File Converter Skill
A comprehensive file format conversion toolkit supporting documents, images, and spreadsheets.
When to Use
Activate this skill when any of these scenarios occur:
- Document conversion: User wants to convert between PDF and Word formats
- Image conversion: User needs images in a different format (PNG→JPG, JPG→WebP, etc.)
- Spreadsheet conversion: User needs to exchange data between Excel and CSV
- Batch operations: User has multiple files that need converting at once
- Format queries: User asks about supported formats or how to convert specific file types
Supported Conversions
| Source Format | Target Format | Script | Notes |
|---|---|---|---|
.pdf | .docx | scripts/pdf_to_word.py | Extracts text, tables, layout |
.docx, .doc | .pdf | scripts/word_to_pdf.py | Requires MS Word on Windows |
| PNG/JPEG/WebP/BMP/GIF/TIFF | Any other image format | scripts/image_converter.py | Quality control, resize support |
.csv | .xlsx | scripts/excel_csv_converter.py | Custom delimiter/encoding |
.xlsx, .xls | .csv | scripts/excel_csv_converter.py | Multi-sheet support |
Prerequisites
Python Dependencies
Install required packages before first use:
pip install Pillow pdf2docx docx2pdf openpyxl xlrd
Quick install command:
pip install Pillow pdf2docx docx2pdf openpyxl xlrd
Platform-Specific Requirements
- Word → PDF (Windows): Microsoft Word must be installed (
docx2pdfuses COM automation) - PDF → Word: No external software required; uses
pdf2docx - Image conversion: Uses
Pillowonly, works on all platforms
Workflow Guidelines
Step 1: Identify Conversion Type
Determine what the user wants to convert:
User says "convert this PDF" → PDF to Word
User says "turn this into PDF" → Word to PDF
User says "change this PNG to JPG" → Image conversion
User says "export this Excel as CSV" → Excel to CSV
Step 2: Check Dependencies
Before running any script, verify required packages are installed:
python -c "import PIL; import pdf2docx; import docx2pdf; import openpyxl"

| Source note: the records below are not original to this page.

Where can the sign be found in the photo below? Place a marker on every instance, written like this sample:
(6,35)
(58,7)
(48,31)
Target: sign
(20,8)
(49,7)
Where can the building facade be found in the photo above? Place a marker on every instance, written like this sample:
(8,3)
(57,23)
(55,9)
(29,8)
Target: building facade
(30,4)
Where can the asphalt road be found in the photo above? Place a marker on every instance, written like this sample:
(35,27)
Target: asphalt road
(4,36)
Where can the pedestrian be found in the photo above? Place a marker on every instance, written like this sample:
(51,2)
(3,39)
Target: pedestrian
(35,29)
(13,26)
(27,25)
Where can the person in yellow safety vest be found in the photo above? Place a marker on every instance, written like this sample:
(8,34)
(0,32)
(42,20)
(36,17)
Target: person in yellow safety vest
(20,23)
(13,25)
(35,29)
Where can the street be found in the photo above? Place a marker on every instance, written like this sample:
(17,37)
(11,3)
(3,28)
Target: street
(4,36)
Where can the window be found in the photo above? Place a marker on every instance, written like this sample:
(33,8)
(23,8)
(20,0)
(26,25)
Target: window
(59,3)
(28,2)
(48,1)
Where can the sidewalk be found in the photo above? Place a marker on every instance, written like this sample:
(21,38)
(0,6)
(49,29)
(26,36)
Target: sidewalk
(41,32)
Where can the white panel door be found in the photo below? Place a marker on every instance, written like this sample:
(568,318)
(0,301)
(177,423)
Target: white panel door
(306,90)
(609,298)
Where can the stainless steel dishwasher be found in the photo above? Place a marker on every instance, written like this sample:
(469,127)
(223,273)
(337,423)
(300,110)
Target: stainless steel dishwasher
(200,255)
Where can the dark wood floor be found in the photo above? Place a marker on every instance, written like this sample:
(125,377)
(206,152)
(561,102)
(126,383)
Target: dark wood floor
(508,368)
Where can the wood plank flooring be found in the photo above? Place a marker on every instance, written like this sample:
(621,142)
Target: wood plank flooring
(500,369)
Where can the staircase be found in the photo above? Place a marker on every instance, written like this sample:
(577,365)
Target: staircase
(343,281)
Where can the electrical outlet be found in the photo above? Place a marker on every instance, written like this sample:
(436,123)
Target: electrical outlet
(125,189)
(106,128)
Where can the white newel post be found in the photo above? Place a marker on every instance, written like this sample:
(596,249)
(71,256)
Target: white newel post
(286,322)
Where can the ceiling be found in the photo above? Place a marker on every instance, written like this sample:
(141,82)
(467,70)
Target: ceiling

If imports fail, prompt user to run:
pip install Pillow pdf2docx docx2pdf openpyxl xlrd
Step 3: Execute Appropriate Script
PDF → Word
Single file:
python scripts/pdf_to_word.py <input.pdf> [output.docx]
Batch mode:
python scripts/pdf_to_word.py --batch ./pdf_folder --output-dir ./output_folder
Options:
--start N: Start from page N (default: 0)--end N: End at page N (default: all pages)
Word → PDF
Single file:
python scripts/word_to_pdf.py <input.docx> [output.pdf]
Batch mode:
python scripts/word_to_pdf.py --batch ./docs_folder --output-dir ./pdfs_folder
Check requirements:
python scripts/word_to_pdf.py --check
Image Format Conversion
Single file:
python scripts/image_converter.py <input_image> --format <target_format>
Batch mode:
python scripts/image_converter.py --batch ./images_dir --format webp --output-dir ./webp_dir
Target formats: png, jpg/jpeg, webp, bmp, gif, tiff/tif
Options:
-q/--quality N: Quality for lossy formats (1-100, default: 95)--resize WIDTH HEIGHT: Resize dimensions--no-optimize: Disable optimization--info: Display image info without converting
Examples:
# High-quality JPEG compression
python scripts/image_converter.py photo.png --format jpg -q 90
# Convert to WebP with smaller size
python scripts/image_converter.py photo.png --format webp -q 80
# Resize while converting
python scripts/image_converter.py large.png --format jpg --resize 1920 1080
# View image info
python scripts/image_converter.py image.png --info
Excel ↔ CSV
CSV → Excel:
python scripts/excel_csv_converter.py data.csv --format xlsx [options]
Excel → CSV:
python scripts/excel_csv_converter.py data.xlsx --format csv [options]
Batch mode:
python scripts/excel_csv_converter.py --batch ./data_dir --format csv
Options:
-d/--delimiter CHAR: Custom separator (default: comma)-e/--encoding ENC: File encoding (default: utf-8)--sheet NAME: Specific sheet name (Excel→CSV)--sheet-name NAME: Output sheet name (CSV→Excel)--no-header: Skip header row--info: Show Excel structure info
Examples:
# European-style CSV (semicolon delimited)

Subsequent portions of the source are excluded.